There has been a spate of press releases and news in and around the industry over the last few weeks that bear further consideration. They could actually solve some of your current cloud and virtual environment issues while opening new doors for future expansion. As an architect and analyst, I find these technologies very interesting for their possible impact on the future of virtual and cloud environment not to mention data center designs.
Piston Cloud announces their Lights Out Software Define Data Center Piston Enterprise 2.0. This product is intriguing in that it combines OpenStack, Open Source KVM, and Closed Source extensions to KVM to provide more functionality. This mix of open source and closed source approaches to building a turn key IaaS cloud. When you look at the details, they include quite a few things out of the box that are very useful for a DevOps Team. In essence, Piston Cloud has taken taken the science experiment feel of Open Stack and made it enterprise ready. For more information please see the official press release.
Simplivity provides a data center class solution for remote office/back office (ROBO) and small office/home office (SOHO) situations. By combining storage, networking, and compute into one form factor they provide an easier to manage and maintain. Simplivity focuses on storage and data protection by providing synchronous replication between multiples of their Omnicube products located within the same location and asynchronous for those over a WAN. Their goal is to make the hard disks less significant and to concentrate of VM centric tools.
Edgewave provides a unique gateway device that is designed to protect the corporate identity by inspecting social media content before it hits the social media service. This way you can perform some level of DLP, as well as inspection for a set of well known ‘bad’ words or misrepresentations of the corporate assets. While targeted at corporate social media accounts, there is a secondary use for Edgewave. That use is for education where Edgewave’s iPrism is used to catch cries for help, cyber bullying, as well as predatory and violent language.

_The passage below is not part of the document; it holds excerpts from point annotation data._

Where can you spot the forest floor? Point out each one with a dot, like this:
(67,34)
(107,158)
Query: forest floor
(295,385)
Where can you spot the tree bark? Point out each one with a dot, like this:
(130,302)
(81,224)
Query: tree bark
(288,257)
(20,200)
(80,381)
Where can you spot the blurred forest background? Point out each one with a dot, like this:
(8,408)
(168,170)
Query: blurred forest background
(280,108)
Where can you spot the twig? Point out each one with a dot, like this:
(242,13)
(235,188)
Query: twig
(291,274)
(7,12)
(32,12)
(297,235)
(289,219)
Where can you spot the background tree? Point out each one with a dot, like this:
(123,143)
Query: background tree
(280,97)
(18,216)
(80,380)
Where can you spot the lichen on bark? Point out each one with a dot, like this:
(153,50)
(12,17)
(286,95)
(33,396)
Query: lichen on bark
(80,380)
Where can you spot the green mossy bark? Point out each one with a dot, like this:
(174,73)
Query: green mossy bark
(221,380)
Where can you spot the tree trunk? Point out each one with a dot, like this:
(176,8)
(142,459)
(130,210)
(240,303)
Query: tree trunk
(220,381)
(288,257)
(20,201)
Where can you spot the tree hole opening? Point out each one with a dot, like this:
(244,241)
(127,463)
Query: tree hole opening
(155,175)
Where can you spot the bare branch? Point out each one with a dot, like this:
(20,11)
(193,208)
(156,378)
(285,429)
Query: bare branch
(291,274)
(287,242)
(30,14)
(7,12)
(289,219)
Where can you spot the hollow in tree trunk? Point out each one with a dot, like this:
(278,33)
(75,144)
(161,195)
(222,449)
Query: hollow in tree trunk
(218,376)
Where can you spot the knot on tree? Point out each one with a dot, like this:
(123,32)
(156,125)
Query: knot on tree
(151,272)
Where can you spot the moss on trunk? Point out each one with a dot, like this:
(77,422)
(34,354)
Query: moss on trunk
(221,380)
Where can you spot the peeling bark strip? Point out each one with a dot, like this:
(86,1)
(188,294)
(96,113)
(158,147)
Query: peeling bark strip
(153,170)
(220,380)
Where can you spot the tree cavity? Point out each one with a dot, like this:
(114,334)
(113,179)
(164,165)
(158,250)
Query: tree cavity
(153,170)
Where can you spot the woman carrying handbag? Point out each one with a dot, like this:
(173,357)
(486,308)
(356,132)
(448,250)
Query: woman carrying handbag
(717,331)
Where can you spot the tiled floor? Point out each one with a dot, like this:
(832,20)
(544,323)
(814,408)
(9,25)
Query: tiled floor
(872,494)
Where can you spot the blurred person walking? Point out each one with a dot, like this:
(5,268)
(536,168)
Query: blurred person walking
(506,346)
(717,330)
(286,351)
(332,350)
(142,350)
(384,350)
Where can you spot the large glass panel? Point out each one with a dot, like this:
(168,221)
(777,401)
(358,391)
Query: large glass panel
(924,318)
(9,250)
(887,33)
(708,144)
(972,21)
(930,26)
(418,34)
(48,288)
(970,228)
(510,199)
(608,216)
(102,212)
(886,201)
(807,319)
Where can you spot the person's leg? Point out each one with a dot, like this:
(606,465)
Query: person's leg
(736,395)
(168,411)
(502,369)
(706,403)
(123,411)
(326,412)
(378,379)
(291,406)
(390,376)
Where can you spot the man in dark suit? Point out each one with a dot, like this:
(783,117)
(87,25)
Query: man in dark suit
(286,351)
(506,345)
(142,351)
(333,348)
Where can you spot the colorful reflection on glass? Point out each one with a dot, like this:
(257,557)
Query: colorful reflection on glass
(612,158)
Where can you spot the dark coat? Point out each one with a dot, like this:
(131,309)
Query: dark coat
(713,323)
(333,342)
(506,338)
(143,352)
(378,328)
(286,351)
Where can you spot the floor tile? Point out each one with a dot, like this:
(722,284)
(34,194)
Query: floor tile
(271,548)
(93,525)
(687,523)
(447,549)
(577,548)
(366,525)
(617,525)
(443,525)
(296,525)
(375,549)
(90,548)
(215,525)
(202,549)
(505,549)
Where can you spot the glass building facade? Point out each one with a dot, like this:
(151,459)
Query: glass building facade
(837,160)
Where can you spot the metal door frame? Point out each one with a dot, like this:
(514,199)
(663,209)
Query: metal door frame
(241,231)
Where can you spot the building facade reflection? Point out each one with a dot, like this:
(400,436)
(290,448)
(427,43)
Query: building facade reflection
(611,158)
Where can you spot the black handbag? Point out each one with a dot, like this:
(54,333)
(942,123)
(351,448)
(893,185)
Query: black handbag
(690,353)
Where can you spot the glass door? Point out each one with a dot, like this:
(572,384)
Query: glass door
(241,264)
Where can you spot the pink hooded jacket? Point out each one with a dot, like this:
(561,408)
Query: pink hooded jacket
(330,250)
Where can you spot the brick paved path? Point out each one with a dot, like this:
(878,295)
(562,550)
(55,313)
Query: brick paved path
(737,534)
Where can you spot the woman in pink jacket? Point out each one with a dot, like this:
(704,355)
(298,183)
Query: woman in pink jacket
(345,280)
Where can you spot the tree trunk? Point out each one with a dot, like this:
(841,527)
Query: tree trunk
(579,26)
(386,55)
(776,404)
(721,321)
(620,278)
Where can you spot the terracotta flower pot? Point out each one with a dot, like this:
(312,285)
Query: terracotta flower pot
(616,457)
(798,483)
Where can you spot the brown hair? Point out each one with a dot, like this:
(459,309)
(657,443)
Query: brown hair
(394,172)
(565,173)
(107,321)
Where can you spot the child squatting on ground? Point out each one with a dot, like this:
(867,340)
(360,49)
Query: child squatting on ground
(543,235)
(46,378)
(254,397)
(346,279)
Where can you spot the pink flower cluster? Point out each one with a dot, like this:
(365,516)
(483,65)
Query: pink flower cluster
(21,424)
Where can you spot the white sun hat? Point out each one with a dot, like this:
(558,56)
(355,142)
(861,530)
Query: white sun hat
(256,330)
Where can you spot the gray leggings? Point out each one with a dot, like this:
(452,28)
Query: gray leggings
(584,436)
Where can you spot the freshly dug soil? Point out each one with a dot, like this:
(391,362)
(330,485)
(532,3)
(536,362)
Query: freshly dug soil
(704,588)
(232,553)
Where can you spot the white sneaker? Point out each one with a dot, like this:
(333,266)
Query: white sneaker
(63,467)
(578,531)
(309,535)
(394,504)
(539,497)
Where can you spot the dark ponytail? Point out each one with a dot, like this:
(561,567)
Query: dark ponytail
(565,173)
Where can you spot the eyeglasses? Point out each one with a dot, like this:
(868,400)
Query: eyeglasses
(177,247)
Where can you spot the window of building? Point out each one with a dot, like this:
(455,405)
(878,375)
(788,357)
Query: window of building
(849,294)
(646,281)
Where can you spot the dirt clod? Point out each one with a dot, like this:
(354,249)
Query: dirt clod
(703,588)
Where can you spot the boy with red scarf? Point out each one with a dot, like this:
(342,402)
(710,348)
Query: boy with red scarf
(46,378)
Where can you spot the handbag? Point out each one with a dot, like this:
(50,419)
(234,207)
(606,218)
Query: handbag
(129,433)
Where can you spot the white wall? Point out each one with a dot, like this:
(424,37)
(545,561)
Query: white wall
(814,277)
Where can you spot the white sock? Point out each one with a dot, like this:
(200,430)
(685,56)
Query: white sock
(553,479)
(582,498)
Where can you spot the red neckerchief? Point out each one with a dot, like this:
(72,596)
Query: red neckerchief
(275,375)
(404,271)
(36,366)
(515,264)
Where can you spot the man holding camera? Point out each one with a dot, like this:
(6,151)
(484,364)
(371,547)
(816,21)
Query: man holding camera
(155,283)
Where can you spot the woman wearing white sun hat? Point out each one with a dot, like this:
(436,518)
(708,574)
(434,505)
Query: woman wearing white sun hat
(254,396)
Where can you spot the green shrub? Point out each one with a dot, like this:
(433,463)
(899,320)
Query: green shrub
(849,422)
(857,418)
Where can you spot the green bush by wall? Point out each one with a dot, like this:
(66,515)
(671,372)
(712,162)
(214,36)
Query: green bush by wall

Vormetric has come into the news lately via VirtuStream. Vormetric underpins some of VirtuStream’s encryption technology for SAP databases. Vormetric’s Data Security Manager underpins all their tools which provide key management, a key material vault (for you non-vormetric keys such as web server SSL credentials), encryption, and their own toolkit to manage and interact with their systems. I find the key material vault quite interesting as it would allow me to set up warnings on when certain keys will expire, etc. while having all the key material and other data needed to recreate the key material in a secure location. Vormetric provides in App in VM encryption which has very specific uses and in most cases would prevent the cloud administrator from seeing the underlying data while also providing encryption at rest.
Nakivo is one of the up an coming virtualization backup players designed around ease of use, a tablet ready web 2.0 interface, and the use of transporters that can transport backup data to and from the cloud, other systems, and backup sites. Their transporters run within virtual machines, so any place you can put a virtual machine is a place to which you could backup virtual machines. Out of the box they include EC2, vSphere, and other hypervisors.
Mobile Iron has an intriguing MDM solution that leaves the end user in control. For BYOD EUC solutions, Mobile Iron protects corporate data. Mobile Iron can be set up to wipe out corporate data but leave personal data alone, if there is a corporate application in use. Privacy is crucial for Mobile Iron, so the end user is in control, while they could deactivate Mobile Iron, they would also deactivate access to corporate data. This is an intriguing view of BYOD and leaving the control in the end users hands. Ultimately, it is their device and Mobile Iron realizes that concept.
Data Guise provides a way to protect big data by either masking off data that should not be visible (such as personal identifiable information) or by encrypting the line of data containing the detected text. The do this by providing a custom search tool that itself is built upon hadoop to find the sensitive data (based on templates) then remediate by either encrypting, tokenizing, or masking the data found. For new data, this process would happen on data ingest. Since it knows what it has already found, the runs get progressively faster.
This is the technology update based on information received. Each of these tools could be used within any cloud or virtual environment. Let me know if you have any other finds that are of interest or even how these or others have solved your own cloud environment issues.